Did he, for example, understand the cereals business, and the local and international factors that impact the business?
Flooding of markets
Did it, for instance, collapse because of a
prolonged drought in the country or was it because a group of
well-connected business people imported cereals without paying duty that
year?
Flooding of markets with cheap imports is a common
cause of distortion of the market dynamics. These external factors,
though they do not bring back the money lost, would give him (and
hopefully the bank) some comfort in his future attempts to go back to
business.
If on the other hand, a critical examination of what went wrong
reveals that the business plan (if any) was poorly conceived and had no
bearing on the real business world as it turned out, then questions must
be asked about his acumen as business person in the first place.
Many reasons are given for the failure of small and medium size business all over the world.
A lack of experience in the business ethic is an
important one. Many people retire from the civil service and put all
their savings into say a cereals business in Kitale because many of
their (less educated) relatives have done well in the venture. They
forget that their relatives have many years of experience in the
business, and not just money.
The other common error is inadequate
capitalisation. Many assume that as soon as “profits” come after the
first six months then the business will run itself!
Cashflow projections on paper, based on advice
from friends and relatives can be way off the mark and often lead many
optimistic new business people to undercapitalise their business.
A poor capitalised business is doomed to fail,
even if all other assumptions are correct. Far too many people fail
because of greater optimism on break even than warranted by experience.
The calculation on fixed costs (salaries, rent etc.) are often forgotten in the calculation (if done at all).
Did your husband, for example, factor in his own
salary, transport and insurance expenses when he left employment to go
into cereals? What about his personal assistant, messenger and the rent?

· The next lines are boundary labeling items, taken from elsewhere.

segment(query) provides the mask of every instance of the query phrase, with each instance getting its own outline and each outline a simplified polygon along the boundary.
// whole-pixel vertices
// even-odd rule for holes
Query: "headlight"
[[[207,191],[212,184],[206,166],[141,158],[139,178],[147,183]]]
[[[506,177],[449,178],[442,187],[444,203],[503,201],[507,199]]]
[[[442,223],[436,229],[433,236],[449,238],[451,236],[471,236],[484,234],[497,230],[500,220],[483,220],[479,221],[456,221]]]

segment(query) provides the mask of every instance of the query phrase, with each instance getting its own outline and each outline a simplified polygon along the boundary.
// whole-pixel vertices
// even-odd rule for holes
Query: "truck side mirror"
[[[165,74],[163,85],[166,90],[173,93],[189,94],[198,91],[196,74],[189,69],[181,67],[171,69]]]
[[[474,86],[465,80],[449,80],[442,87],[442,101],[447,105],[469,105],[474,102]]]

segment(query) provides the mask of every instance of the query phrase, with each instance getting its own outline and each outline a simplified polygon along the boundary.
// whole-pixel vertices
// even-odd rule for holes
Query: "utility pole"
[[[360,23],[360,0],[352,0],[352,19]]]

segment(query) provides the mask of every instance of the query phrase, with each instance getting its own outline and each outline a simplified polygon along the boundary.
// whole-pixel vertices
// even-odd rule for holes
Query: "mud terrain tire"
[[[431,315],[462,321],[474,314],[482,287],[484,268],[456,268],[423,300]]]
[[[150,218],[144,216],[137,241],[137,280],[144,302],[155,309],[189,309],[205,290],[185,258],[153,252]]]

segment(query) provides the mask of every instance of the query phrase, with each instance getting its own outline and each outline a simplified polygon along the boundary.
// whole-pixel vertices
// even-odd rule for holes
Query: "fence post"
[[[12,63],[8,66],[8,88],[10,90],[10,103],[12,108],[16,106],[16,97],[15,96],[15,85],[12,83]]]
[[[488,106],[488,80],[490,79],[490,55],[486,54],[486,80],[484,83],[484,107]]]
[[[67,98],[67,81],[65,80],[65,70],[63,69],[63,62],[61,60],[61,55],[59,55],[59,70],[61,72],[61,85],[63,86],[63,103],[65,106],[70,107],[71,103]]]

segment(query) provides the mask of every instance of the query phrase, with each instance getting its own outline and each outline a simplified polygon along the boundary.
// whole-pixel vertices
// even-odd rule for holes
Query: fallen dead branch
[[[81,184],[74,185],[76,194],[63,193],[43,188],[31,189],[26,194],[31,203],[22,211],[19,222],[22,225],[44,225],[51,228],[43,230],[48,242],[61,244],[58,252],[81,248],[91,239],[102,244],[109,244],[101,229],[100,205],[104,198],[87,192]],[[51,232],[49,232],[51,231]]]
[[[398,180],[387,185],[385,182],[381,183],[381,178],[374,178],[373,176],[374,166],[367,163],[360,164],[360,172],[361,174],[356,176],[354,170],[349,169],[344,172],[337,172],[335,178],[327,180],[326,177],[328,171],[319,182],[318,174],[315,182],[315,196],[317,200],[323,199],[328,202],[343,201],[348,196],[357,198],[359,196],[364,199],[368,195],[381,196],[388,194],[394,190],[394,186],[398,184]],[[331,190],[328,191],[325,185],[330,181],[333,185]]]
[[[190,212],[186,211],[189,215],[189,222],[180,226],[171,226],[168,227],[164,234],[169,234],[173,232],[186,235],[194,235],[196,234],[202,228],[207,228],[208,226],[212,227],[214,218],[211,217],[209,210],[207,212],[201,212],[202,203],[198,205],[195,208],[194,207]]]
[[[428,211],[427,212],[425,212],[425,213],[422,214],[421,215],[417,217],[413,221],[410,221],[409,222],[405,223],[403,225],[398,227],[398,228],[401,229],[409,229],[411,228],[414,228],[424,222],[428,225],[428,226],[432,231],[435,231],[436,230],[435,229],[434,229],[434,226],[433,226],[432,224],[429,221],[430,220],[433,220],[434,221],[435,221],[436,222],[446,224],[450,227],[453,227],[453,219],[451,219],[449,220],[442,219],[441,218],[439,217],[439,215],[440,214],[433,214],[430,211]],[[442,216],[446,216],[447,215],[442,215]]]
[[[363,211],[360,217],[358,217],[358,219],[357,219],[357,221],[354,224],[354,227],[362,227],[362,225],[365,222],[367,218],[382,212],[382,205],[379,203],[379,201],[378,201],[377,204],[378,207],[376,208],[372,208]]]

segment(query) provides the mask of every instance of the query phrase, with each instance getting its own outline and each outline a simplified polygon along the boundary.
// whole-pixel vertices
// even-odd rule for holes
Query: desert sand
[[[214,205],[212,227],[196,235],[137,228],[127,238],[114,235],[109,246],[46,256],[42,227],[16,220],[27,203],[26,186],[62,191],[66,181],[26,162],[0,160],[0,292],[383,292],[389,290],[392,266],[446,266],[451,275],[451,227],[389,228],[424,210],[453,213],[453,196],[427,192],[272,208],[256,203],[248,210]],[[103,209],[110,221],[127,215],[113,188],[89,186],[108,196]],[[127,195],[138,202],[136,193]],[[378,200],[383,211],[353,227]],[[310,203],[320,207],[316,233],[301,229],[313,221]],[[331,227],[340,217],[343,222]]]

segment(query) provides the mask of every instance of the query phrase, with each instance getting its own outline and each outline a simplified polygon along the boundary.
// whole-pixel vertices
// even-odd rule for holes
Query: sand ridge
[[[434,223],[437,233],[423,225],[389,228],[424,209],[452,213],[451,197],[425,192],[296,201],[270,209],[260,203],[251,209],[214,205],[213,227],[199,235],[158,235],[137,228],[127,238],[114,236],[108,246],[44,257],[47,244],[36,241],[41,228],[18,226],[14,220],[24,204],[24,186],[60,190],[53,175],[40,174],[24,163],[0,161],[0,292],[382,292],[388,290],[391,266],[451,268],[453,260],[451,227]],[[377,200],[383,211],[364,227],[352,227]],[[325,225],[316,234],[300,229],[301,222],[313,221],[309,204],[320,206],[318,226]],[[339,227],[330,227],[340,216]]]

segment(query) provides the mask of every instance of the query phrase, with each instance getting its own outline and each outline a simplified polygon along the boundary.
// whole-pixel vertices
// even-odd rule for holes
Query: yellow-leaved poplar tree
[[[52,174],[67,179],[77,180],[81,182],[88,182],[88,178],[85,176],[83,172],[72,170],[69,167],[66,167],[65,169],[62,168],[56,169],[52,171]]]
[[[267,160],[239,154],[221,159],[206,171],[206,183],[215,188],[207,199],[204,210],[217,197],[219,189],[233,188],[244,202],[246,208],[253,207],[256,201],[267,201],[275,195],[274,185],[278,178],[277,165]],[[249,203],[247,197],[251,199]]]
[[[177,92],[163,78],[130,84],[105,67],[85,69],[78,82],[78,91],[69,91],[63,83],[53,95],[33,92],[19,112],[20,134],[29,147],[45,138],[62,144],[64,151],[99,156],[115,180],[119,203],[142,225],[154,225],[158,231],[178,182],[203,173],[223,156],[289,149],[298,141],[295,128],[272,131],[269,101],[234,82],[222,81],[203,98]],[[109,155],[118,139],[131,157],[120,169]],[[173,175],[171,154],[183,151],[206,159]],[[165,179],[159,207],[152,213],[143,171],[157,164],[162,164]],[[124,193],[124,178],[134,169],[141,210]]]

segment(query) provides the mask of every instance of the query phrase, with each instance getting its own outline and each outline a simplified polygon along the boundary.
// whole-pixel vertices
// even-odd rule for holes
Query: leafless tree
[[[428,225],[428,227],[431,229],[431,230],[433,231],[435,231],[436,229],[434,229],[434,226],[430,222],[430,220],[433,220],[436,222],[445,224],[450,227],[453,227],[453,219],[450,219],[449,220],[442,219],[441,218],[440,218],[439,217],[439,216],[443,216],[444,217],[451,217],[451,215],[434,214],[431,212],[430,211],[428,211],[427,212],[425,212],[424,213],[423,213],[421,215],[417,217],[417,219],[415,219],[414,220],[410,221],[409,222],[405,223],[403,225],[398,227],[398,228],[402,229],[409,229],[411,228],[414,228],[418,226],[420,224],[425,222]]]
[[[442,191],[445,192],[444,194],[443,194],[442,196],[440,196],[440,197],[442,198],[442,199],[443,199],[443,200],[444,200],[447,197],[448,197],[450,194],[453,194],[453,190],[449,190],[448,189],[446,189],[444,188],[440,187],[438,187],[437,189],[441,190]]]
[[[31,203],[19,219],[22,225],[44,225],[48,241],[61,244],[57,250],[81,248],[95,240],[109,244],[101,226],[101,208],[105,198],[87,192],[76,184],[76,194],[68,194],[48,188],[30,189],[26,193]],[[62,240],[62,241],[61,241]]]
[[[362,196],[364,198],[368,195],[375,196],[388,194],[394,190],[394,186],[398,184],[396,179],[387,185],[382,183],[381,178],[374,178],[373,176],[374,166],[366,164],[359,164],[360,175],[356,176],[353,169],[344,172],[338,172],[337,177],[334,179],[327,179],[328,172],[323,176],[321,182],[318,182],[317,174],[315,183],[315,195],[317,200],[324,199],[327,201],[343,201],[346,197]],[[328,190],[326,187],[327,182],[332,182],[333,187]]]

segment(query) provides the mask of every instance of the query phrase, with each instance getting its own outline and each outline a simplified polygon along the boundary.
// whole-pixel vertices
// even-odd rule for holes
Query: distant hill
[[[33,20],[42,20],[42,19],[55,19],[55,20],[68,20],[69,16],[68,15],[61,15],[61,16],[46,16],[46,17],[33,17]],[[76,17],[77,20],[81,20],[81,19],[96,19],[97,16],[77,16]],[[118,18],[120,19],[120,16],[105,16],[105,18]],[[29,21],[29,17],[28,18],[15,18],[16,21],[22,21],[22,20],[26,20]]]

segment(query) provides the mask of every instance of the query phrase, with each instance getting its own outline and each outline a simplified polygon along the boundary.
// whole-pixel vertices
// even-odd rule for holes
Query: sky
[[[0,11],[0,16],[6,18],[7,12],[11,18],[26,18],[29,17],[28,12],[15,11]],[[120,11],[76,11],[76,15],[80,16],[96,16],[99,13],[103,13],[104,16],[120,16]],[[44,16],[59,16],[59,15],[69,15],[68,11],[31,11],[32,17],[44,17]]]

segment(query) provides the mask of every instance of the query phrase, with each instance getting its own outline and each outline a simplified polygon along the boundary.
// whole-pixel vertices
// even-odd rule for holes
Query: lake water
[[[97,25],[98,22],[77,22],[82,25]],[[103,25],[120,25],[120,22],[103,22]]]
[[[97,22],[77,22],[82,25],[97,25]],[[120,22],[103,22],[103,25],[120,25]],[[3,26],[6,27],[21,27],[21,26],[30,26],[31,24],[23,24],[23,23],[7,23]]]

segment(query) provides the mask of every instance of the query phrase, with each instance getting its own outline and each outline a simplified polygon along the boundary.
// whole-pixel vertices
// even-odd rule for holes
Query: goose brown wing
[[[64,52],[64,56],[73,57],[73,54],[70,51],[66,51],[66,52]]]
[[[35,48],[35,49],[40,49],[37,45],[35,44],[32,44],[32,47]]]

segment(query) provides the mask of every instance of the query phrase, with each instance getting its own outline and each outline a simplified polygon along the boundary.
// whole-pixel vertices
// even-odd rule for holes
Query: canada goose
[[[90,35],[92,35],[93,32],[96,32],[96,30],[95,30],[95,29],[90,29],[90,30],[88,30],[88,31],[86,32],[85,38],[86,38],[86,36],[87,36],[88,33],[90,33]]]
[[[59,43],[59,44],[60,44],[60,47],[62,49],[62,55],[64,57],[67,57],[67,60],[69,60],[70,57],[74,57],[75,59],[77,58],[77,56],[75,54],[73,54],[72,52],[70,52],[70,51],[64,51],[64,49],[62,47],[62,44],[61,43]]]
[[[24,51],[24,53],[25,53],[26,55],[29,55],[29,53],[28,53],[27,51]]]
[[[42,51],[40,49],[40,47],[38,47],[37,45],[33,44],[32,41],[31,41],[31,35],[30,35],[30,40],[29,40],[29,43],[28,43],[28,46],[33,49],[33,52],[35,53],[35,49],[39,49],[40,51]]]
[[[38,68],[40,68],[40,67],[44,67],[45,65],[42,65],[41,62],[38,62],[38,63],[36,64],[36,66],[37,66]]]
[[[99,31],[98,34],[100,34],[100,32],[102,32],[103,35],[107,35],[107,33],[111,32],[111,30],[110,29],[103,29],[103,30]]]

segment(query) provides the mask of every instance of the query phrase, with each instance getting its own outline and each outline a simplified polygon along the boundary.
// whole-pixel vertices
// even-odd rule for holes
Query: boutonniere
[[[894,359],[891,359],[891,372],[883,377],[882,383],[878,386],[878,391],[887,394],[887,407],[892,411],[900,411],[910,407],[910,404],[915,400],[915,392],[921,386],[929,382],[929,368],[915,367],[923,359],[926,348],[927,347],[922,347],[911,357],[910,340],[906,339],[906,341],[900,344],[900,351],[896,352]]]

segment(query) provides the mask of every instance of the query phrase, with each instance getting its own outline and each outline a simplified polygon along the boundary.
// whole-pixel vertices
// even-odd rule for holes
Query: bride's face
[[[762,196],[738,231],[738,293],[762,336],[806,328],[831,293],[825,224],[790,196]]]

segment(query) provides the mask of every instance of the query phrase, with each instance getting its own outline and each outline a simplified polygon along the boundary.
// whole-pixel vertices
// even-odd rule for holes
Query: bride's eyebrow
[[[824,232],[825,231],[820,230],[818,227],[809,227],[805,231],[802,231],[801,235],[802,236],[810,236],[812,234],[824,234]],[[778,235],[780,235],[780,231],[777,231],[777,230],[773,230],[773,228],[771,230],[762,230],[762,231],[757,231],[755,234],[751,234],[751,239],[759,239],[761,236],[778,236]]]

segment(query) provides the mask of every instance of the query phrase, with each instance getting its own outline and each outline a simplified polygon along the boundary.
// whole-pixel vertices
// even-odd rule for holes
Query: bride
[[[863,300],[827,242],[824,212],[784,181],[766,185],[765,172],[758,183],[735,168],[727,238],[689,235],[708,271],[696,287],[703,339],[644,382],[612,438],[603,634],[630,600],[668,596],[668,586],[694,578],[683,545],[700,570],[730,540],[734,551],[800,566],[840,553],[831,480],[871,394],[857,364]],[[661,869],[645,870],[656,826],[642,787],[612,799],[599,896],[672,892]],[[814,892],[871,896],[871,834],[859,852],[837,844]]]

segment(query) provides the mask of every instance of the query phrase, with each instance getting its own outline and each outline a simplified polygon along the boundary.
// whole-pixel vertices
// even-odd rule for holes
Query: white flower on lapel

Others invest very heavily in fixed assets
(unrelated to production) very early in the business. A person like your
husband might have spent a large portion of his money in buying godowns
for cereals he did not need!
Many people take away money from the business for
reasons of “kindness” to the family. Money generated by the company
belongs to the company!
By giving his sister money that did not belong to
him, he planned to fail in business. At the end of the day, make sure
that you both understand where things might have gone wrong.